Ceramic artist to visit HMA; show to open Jan. 14

Jan. 12—HUNTINGTON — A display of ceramic work will open Saturday at the Huntington Museum of Art.

Donna Polseno will visit the area at the end of March to speak about her work and to present a three-day workshop.

The child of an artist, Polseno was influenced by her parents.

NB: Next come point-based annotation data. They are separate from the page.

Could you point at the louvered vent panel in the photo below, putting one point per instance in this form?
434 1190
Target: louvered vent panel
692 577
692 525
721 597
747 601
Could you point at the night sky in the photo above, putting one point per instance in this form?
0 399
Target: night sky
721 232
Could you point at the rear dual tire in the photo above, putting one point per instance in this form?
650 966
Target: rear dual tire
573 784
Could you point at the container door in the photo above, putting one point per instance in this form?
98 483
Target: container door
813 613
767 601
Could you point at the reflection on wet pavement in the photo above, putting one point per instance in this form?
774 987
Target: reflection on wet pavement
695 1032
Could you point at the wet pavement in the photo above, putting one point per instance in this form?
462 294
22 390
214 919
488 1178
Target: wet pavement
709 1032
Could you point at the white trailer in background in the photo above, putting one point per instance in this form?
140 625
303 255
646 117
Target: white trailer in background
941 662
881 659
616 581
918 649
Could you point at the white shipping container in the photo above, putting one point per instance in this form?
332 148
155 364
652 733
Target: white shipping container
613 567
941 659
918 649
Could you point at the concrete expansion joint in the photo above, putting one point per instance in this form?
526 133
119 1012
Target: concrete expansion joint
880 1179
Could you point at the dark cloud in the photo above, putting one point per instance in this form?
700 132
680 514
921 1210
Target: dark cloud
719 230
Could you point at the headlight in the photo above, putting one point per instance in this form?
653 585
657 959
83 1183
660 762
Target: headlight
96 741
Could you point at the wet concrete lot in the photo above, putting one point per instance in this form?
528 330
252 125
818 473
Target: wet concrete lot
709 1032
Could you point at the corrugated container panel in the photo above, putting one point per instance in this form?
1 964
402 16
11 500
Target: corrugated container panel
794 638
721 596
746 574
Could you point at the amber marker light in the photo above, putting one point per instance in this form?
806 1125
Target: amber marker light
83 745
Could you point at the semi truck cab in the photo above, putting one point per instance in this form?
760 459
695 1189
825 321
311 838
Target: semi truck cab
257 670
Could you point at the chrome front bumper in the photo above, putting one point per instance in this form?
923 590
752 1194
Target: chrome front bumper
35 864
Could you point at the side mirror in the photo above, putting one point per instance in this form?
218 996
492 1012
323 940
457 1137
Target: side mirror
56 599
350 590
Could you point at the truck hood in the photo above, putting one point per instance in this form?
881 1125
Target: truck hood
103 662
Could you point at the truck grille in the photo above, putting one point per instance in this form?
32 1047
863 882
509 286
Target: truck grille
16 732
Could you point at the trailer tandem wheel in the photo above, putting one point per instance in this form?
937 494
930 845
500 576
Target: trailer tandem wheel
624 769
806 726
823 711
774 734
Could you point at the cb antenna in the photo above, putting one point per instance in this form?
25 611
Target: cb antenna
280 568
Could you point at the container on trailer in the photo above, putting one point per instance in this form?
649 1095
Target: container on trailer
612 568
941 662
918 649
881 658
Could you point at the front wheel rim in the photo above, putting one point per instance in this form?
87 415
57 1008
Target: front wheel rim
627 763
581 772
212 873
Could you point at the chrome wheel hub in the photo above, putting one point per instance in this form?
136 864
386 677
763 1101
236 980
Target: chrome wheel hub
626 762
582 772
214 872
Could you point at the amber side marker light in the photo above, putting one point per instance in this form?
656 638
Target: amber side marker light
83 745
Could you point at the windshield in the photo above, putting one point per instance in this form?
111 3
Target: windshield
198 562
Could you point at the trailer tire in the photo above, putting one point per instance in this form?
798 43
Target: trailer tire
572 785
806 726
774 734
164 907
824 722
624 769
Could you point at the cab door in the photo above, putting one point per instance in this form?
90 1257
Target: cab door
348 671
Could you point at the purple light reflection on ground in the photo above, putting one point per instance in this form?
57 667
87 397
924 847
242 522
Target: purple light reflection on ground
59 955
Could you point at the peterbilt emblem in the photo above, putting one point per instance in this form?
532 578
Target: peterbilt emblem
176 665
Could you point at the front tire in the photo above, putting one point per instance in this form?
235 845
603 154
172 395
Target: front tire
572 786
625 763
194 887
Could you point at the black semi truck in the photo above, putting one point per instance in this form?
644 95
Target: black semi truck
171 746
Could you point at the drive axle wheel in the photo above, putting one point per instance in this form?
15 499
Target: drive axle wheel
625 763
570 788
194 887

Her mother was skillful and handy and her father, a naturalist, was a painter and illustrator whose work supported the family.

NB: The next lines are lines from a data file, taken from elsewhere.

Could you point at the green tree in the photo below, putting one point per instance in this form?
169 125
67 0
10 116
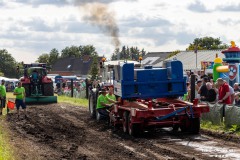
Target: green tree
94 68
131 53
206 43
173 53
8 64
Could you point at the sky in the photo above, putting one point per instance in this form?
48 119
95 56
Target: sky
30 28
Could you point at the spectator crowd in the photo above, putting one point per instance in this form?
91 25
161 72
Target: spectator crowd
214 92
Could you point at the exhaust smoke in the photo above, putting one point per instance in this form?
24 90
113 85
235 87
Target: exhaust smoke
98 14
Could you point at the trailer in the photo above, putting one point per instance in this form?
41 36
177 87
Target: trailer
149 98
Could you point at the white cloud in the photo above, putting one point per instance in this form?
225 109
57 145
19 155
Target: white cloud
29 28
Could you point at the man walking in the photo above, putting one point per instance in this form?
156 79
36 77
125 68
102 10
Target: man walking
223 91
19 92
2 96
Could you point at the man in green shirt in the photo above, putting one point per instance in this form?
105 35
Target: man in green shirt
2 96
103 105
19 92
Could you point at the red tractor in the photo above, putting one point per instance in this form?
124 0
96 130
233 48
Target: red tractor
38 87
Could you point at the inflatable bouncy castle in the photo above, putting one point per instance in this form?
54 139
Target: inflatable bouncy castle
229 72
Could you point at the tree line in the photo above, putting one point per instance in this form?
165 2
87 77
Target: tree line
8 63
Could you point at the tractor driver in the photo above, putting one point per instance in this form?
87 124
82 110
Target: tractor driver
103 105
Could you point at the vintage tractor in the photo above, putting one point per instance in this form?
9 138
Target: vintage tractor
38 87
149 99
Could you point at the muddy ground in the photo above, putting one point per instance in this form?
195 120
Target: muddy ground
63 131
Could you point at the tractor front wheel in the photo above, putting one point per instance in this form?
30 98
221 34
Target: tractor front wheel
48 89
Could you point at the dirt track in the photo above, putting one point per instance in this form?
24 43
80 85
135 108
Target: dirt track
63 131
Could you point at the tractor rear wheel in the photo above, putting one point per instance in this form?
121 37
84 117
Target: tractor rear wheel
133 128
27 89
125 121
48 89
92 105
98 116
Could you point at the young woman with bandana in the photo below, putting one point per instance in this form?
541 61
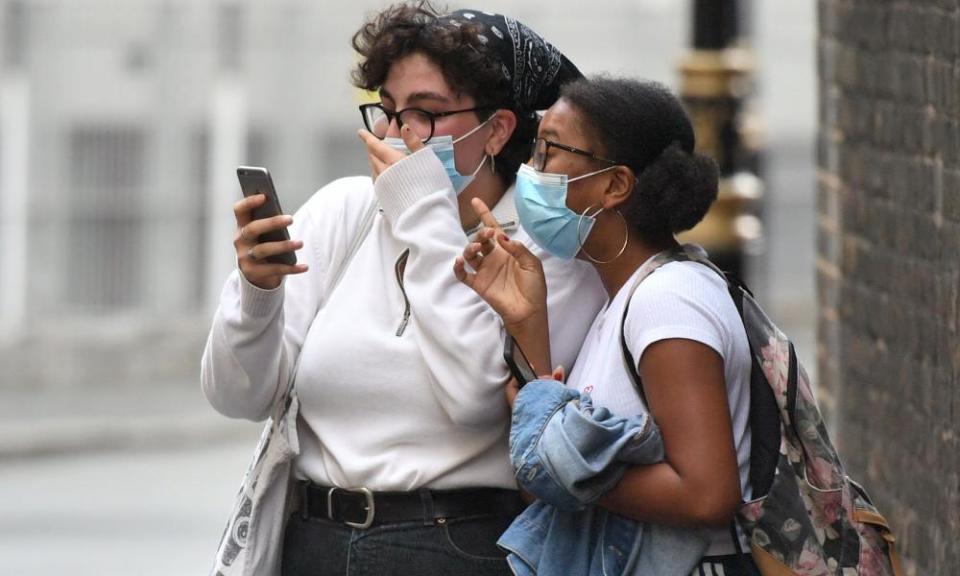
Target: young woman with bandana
403 465
613 178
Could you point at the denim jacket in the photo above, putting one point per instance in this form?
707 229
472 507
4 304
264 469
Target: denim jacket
568 454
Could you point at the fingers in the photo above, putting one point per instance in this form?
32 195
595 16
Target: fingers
559 374
482 211
268 249
380 154
250 232
412 141
518 251
243 210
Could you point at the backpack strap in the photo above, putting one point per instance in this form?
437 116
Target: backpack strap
764 417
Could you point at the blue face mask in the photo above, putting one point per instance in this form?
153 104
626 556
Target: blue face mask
443 147
541 201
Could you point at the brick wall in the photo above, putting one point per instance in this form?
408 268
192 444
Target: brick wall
889 261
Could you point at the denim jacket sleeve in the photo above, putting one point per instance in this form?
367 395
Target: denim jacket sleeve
569 453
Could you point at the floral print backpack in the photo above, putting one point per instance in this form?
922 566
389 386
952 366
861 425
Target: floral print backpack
807 517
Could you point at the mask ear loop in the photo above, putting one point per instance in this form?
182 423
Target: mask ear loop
626 234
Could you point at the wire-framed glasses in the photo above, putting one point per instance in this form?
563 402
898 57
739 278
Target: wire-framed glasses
377 119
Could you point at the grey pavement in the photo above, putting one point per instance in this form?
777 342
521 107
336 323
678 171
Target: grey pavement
143 512
70 420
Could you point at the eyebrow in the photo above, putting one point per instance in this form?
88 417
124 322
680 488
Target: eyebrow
548 132
417 96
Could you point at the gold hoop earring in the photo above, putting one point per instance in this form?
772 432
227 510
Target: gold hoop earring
626 234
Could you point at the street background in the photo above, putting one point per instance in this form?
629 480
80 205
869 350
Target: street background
111 462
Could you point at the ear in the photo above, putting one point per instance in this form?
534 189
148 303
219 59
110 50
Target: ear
503 122
619 187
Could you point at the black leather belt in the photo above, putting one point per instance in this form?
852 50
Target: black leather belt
361 508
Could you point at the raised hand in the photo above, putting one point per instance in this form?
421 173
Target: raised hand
506 274
380 156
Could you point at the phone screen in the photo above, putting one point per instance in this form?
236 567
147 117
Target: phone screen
518 364
256 180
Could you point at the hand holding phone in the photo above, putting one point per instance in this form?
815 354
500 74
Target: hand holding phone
518 364
265 251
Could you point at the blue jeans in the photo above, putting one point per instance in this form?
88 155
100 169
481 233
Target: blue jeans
462 546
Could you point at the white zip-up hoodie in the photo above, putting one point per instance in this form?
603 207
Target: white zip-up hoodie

She received a BFA from the Kansas City Art Institute in 1972 and earned an MAT from the Rhode Island School of Design in 1974. Upon graduating, she and her husband moved to rural Floyd, Virginia, in the Blue Ridge Mountains, where they built a studio and a family.

"I have made many different types of pottery over my career but have always been interested in the way decorative elements can be used to enhance a form, whether one is using an elaborate pattern or the simplest marks," Polseno said, noting surface treatments draw inspiration from the natural world — the shape of leaves, grasses, flowers, birds and abstractions of these forms.

Beginning in the 1980s, she blazed a creative trail parallel to her pottery: ceramic sculpture. Her figurative ceramic sculptures center around the metaphor that women are the spiritual vessels of life, capable of giving, nurturing and protecting.

Polseno's ceramics have been featured in major museums and galleries across the country. She is represented in numerous private, corporate and museum collections such as the American Museum of Ceramic Art, Pomona, California; the St. Louis Museum of Art, St. Louis, Missouri; and the Mint Museum of Contemporary Crafts, Charlotte, North Carolina. She has received two National Endowment for the Arts Grants and a Virginia Museum Fellowship.

Throughout her successful career, she has balanced the demands of being an award-winning studio artist and a noted educator. She has taught workshops at Anderson Ranch Arts Center, Arrowmont School of Arts and Crafts, Banff Center for Arts and Creativity, and Penland School of Craft. She has led college summer programs at Alfred University and the University of Michigan and, from 2004-2020, she taught ceramics part-time at Hollins University in Roanoke, Virginia, where she created and directed the annual Women Working with Clay Symposium. For many years she has taught at La Meridiana Ceramica School, an international ceramics school in Certaldo, Italy, where she and her husband also maintain a small house and studio.

The artist will discuss her work in a free public presentation at HMA at 7 p.m. March 30, with a reception following. A three-day workshop titled "Integration of Forms and Surface" will be presented from 9 a.m. to 4 p.m. March 31 through April 2, 2023 at the museum.

The exhibit will continue through April 8.